The crystal structure of MCL-1 SAHB_D stapled peptide (slate helix) binding to the MCL-1ΔNΔC (light pink surface) interface at the canonical BH3-binding groove, solved at 2.3 Å resolution (PDB 3MK8). The peptide makes several hydrophobic interactions, including the hydrophobic residues Leu213, Val216, Gly217, and Val220 of MCL-1 SAHB_D making direct contact with a hydrophobic cleft at the surface of MCL- 1ΔNΔC (hot pink). The hydrophobic interaction are reinforced by a salt bridge between MCL-1 SAHB_D Asp218 and MCL-1ΔNΔC Arg263 (blue) and these residues also contribute to a hydrogen bond cluster that includes MCL-1ΔNΔC Asp256 and Asn260 (green). (For interpretation of the references to colour in this figure legend, the reader is referred to the web version of this article.)

Fig. 15

The hydrocarbon staple of MCL-1 SAHB_D peptide with an alkene functionality in the cis conformation (yellow stick) makes distinct hydrophobic contacts with the MCL-1ΔNΔC binding site border (light pink surface). A methyl group of the α,α-dimethyl functionality engages with a groove consisting of MCL-1ΔNΔC Gly262, Phe318, and Phe319 residues (raspberry sticks). (For interpretation of the references to colour in this figure legend, the reader is referred to the web version of this article.)

Fig. 16

The crystal structures of the SP1 ERβ (PDB 1YJD) and SP2 ERα (PDB 2YJA) complexes at 1.9 and 1.8 Å resolution, respectively. Van der Waal interactions (yellow dash lines) were found between both staples of SP1 and SP2 peptides and the hydrophobic residues on the surface of the co-activator binding site Val307, Ile310 and Leu490. ERβ and ERα proteins are shown in surface representation, while the staple of the both peptides and the interacting residues are in sticks. (For interpretation of the references to colour in this figure legend, the reader is referred to the web version of this article.)

Fig. 17

Comparison analysis of a) SP1 (lime green helix) and b) SP2 (aquamarine helix) stapled peptides in relation to previously reported NR co-activator peptide 2 (light magenta helix, PDB 2QGT). a) SP1 stapled peptide exhibited a quarter turn with respect to the co-activator peptide locating the hydrophobic staple to the recognition site position. While b) SP2 rotates differently and packs tighter than the coactivator peptide 2 does.
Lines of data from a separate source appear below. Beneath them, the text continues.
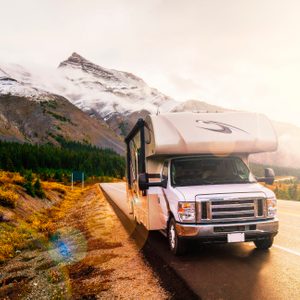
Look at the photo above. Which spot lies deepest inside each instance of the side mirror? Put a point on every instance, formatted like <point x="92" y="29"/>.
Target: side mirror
<point x="144" y="183"/>
<point x="269" y="176"/>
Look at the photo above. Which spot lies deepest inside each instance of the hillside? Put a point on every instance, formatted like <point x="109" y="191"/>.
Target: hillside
<point x="26" y="119"/>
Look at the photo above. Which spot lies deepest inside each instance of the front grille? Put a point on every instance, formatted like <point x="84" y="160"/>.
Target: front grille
<point x="234" y="228"/>
<point x="222" y="210"/>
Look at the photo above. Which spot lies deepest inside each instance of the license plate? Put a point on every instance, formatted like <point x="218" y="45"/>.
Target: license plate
<point x="235" y="237"/>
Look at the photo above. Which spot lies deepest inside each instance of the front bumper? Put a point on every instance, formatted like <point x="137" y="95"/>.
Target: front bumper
<point x="218" y="232"/>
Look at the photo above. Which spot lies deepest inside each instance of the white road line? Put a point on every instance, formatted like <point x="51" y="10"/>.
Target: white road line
<point x="287" y="250"/>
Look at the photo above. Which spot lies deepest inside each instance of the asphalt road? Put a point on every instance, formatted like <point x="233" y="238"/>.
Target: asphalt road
<point x="235" y="271"/>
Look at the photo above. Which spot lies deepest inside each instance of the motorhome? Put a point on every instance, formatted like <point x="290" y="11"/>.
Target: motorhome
<point x="188" y="176"/>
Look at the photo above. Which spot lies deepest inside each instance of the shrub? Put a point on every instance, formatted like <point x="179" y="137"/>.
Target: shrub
<point x="38" y="190"/>
<point x="8" y="198"/>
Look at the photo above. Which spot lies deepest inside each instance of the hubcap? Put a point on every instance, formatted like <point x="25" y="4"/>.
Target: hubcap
<point x="172" y="236"/>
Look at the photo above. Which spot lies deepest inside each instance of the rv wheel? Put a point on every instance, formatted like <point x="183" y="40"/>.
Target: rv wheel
<point x="264" y="244"/>
<point x="177" y="244"/>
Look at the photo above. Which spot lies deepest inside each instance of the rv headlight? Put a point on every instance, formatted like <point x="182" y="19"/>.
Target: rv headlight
<point x="271" y="207"/>
<point x="186" y="211"/>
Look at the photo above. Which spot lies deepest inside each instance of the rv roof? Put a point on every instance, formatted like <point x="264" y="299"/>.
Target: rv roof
<point x="209" y="133"/>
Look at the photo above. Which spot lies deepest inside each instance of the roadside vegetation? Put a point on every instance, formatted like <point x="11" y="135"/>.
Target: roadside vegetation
<point x="28" y="215"/>
<point x="57" y="162"/>
<point x="286" y="185"/>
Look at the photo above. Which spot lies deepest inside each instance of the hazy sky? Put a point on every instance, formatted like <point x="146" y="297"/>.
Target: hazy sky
<point x="242" y="54"/>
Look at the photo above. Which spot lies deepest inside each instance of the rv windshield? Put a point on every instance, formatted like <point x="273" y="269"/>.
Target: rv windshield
<point x="209" y="170"/>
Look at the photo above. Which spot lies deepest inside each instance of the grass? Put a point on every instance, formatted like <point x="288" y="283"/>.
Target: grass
<point x="8" y="198"/>
<point x="22" y="232"/>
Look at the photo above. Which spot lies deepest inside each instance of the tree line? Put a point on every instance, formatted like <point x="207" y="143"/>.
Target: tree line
<point x="60" y="160"/>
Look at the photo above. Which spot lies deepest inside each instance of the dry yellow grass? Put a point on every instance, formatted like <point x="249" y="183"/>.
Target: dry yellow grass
<point x="10" y="177"/>
<point x="8" y="198"/>
<point x="41" y="225"/>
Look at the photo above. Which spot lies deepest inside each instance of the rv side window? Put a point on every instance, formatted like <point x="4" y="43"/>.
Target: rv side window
<point x="165" y="170"/>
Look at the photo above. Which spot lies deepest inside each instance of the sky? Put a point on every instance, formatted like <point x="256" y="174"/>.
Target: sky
<point x="240" y="54"/>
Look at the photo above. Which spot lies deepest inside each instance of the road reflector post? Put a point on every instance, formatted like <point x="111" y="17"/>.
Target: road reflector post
<point x="77" y="176"/>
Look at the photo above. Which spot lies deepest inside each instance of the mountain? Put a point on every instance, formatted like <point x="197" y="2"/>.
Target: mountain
<point x="111" y="100"/>
<point x="33" y="115"/>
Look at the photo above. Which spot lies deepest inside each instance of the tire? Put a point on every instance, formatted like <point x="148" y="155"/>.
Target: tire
<point x="264" y="244"/>
<point x="176" y="244"/>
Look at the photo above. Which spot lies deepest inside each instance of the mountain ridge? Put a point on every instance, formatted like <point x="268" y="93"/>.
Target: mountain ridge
<point x="118" y="99"/>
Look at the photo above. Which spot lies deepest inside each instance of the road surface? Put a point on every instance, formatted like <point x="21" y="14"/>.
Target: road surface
<point x="235" y="271"/>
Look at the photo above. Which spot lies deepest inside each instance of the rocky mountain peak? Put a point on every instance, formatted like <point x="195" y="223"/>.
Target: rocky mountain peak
<point x="74" y="59"/>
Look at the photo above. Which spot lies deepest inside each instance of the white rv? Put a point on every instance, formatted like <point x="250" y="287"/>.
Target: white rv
<point x="188" y="176"/>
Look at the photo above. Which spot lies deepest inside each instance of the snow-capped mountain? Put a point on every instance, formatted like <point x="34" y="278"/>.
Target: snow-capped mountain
<point x="118" y="99"/>
<point x="11" y="86"/>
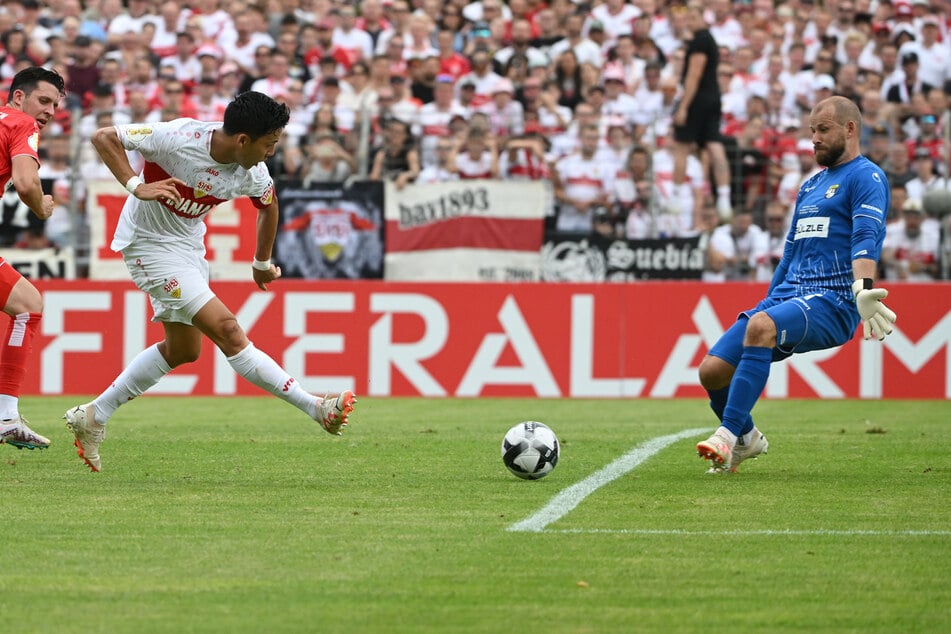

Additionally, two residues in the receptor site (Asp538 and Ile358) induce conformational changes bridging the staple of SP2 helix to the C-terminus site of the recognition motif that is rotated by 100° toward the other side of the protein IL__LL contact site. (For interpretation of the references to colour in this figure legend, the reader is referred to the web version of this article.)

Fig. 18

Crystal structures of successful small molecules inhibiting drug-target PPIs that have entered clinical trials. a) ABT-737 (pink sticks) binds to BCL-xL (PDB 2YXJ) with nanomolar binding affinity, b) Nutlin-2 (green sticks), is one of the first identified potent MDM2–p53 inhibitors and is shown bound to the N-terminal domain of MDM2 (PDB 1RV1) and c) geldanamycin (GM) (light blue stick) in complex with Hsp90 (PDB 1YET), considered the first Hsp90 inhibitor to enter clinical trials. (For interpretation of the references to colour in this figure legend, the reader is referred to the web version of this article.)